2. Notified body bottlenecks
   The lack of designated Notified Bodies (NBs) under IVDR has resulted in an insufficient number of conformity assessments. Manufacturers may struggle to get timely clearances before the transition time.
3. Cost and resource constraints
   Meeting IVDR requires significant investment in regulatory expertise and quality management systems. Medium-sized companies (SMEs) may lack internal resources to maintain IVDR compliance.
4. Supply chain disruptions
   New regulatory obligations for importers and distributors may impact the availability of legacy devices.

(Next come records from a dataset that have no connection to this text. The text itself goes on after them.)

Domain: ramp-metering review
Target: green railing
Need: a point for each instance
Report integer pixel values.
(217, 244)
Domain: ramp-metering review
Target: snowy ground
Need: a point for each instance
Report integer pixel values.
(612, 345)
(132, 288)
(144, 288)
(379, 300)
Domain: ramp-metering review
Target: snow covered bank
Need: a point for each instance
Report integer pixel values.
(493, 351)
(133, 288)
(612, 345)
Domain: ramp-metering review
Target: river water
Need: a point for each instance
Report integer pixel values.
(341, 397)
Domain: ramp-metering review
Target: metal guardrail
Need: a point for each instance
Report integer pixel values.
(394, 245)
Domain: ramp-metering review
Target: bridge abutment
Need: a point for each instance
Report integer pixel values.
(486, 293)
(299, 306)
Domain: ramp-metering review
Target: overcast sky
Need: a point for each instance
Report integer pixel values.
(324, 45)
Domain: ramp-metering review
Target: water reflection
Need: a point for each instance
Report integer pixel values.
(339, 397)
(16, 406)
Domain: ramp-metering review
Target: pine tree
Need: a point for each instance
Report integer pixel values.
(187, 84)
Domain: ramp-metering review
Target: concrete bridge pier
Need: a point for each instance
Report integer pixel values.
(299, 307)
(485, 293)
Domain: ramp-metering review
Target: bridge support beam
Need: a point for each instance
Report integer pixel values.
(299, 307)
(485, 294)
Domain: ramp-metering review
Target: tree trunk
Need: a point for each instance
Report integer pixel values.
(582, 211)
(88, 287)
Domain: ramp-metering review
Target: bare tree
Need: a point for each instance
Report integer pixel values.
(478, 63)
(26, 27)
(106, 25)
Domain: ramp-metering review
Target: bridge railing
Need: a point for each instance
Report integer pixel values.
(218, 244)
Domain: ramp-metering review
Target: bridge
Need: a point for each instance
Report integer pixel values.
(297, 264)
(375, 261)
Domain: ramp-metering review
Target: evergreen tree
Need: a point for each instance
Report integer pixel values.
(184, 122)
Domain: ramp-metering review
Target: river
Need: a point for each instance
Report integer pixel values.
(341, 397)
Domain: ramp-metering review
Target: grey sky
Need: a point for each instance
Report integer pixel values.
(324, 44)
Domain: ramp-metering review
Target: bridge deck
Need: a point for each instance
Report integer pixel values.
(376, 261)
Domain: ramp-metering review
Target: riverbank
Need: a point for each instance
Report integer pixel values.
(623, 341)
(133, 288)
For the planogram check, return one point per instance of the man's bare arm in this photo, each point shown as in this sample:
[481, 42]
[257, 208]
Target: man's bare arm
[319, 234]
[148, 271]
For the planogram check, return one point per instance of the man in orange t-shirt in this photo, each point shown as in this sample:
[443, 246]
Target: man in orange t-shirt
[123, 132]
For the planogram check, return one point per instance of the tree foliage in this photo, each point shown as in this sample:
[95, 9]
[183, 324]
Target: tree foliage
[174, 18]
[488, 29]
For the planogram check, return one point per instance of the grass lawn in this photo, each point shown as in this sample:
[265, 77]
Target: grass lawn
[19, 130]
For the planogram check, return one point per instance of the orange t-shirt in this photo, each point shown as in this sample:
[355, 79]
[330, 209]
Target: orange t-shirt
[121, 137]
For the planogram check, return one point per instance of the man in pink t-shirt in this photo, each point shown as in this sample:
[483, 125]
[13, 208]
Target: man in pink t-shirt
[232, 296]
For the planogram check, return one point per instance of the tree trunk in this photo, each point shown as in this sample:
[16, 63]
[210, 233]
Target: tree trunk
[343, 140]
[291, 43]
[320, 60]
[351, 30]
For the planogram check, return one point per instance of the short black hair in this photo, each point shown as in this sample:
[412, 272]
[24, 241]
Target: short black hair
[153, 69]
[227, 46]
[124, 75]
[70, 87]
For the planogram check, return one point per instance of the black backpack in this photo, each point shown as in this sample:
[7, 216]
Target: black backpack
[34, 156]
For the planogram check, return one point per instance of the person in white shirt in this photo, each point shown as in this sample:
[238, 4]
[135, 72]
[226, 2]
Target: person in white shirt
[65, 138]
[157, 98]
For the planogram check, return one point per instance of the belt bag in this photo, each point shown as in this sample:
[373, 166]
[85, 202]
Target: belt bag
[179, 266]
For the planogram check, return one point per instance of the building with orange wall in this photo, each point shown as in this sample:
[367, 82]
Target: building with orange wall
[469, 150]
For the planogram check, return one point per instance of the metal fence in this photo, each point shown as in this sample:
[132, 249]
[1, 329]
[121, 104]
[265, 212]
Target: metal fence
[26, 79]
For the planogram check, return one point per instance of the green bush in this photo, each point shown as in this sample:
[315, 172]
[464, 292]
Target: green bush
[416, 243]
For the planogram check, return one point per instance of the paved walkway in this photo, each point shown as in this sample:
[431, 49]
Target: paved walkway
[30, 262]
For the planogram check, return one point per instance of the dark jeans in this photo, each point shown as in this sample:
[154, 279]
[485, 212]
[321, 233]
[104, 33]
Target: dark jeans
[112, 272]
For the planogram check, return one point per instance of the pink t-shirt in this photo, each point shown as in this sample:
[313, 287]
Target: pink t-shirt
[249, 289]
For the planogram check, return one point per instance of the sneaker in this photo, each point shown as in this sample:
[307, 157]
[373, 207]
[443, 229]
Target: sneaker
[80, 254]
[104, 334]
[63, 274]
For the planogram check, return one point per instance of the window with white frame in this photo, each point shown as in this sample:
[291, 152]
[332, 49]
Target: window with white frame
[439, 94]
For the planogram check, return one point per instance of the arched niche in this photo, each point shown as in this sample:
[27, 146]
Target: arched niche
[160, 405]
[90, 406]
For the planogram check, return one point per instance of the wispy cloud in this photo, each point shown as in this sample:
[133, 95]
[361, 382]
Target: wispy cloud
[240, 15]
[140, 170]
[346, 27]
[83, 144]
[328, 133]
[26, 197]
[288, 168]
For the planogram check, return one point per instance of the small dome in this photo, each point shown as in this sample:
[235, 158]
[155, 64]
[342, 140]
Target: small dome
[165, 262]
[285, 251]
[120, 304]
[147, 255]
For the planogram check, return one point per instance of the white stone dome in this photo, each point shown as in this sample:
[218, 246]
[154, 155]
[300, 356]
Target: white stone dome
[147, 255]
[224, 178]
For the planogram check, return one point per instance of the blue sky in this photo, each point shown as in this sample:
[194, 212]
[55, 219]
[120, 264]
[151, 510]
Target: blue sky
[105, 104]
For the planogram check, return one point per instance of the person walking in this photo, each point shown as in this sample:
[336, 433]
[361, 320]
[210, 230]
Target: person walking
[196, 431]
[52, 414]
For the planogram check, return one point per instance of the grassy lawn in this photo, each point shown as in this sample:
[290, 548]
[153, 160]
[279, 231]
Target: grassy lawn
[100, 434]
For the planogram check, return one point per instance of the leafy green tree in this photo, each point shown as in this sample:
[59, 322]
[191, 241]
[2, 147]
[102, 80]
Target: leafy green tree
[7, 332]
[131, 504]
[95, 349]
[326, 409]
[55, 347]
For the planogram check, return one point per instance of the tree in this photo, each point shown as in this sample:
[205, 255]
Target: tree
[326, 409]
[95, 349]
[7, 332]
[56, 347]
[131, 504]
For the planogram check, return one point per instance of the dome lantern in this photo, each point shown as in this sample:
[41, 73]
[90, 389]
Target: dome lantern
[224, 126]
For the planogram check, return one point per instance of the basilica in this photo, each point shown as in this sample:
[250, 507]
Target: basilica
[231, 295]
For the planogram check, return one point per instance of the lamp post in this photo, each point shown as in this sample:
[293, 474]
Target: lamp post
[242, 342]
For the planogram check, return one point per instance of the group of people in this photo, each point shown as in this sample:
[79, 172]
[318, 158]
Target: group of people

Non-compliant devices face withdrawal from the EU market.

Role of Regulatory Consultants in IVDR Compliance:

Regulatory advisors assist manufacturers in navigating the difficult IVDR compliance process for legacy equipment. Their knowledge assures smooth transfers and minimal business disruptions.

1. Gap Analysis and Risk Assessment:

Consultants conduct a regulatory gap analysis to detect gaps between a legacy device’s current documentation and IVDR regulations. They assist producers in determining categorisation adjustments under IVDR regulations.
• Identify gaps in clinical evidence and provide compliance solutions.
• Assess risks associated with post-market surveillance duties.

2. Technical Documentation Support

Consultants help compile and update technical documentation to meet IVDR’s demanding requirements. Legacy devices are required by IVDR to submit a Performance Evaluation Report (PER) that includes:

• Scientific Validity Reports
• Analytical performance data and clinical studies.
• Risk-benefit analysis

3. Communicating with Notified Bodies

Given the scarcity of Notified Bodies, advisors help to smooth out connections, ensure timely submissions, and answer NB remarks quickly. Their competence reduces the likelihood of application rejection or extended review durations.

4. Post-Market Surveillance and Vigilance

Consultants assist in developing strong PMS and PMPF activities by implementing effective data collecting and analysis procedures.

• Creating complaint handling and reporting procedures.
• Ensured EUDAMED database compliance for post-market reporting.

5. Economic Operator Compliance

IVDR requires stronger regulation of economic operators such as manufacturers, authorized representatives, importers, and distributors. Consultants assist with:

• Ensuring all parties understand their regulatory responsibilities.
• Assist with audits and inspections by competent authorities.
• Create Standard Operating Procedures (SOPs) for compliance.

6. Training and continuous compliance support

Consultants offer regular training and compliance updates for the ever-changing IVDR regulatory framework, keeping regulatory teams informed of new standards.

• All departments understand their duties in ensuring compliance.
• Risk mitigation techniques are regularly updated.

Conclusion :

Handling legacy devices under IVDR is a challenging task that forces manufacturers to reconsider their compliance strategy. The transition period is limited, and failing to achieve IVDR requirements may result in the market removal of critical diagnostic devices.

Regulatory consultants play a critical role in assisting manufacturers in eliminating the compliance gap by providing technical expertise, documentation support, risk assessment, and regulatory strategy development.

Their guidance guarantees that legacy devices stay operational while shifting to the IVDR design. Manufacturers should proactively engage regulatory specialists to effectively navigate the IVDR landscape, guaranteeing continuing market access and regulatory success in the European Union.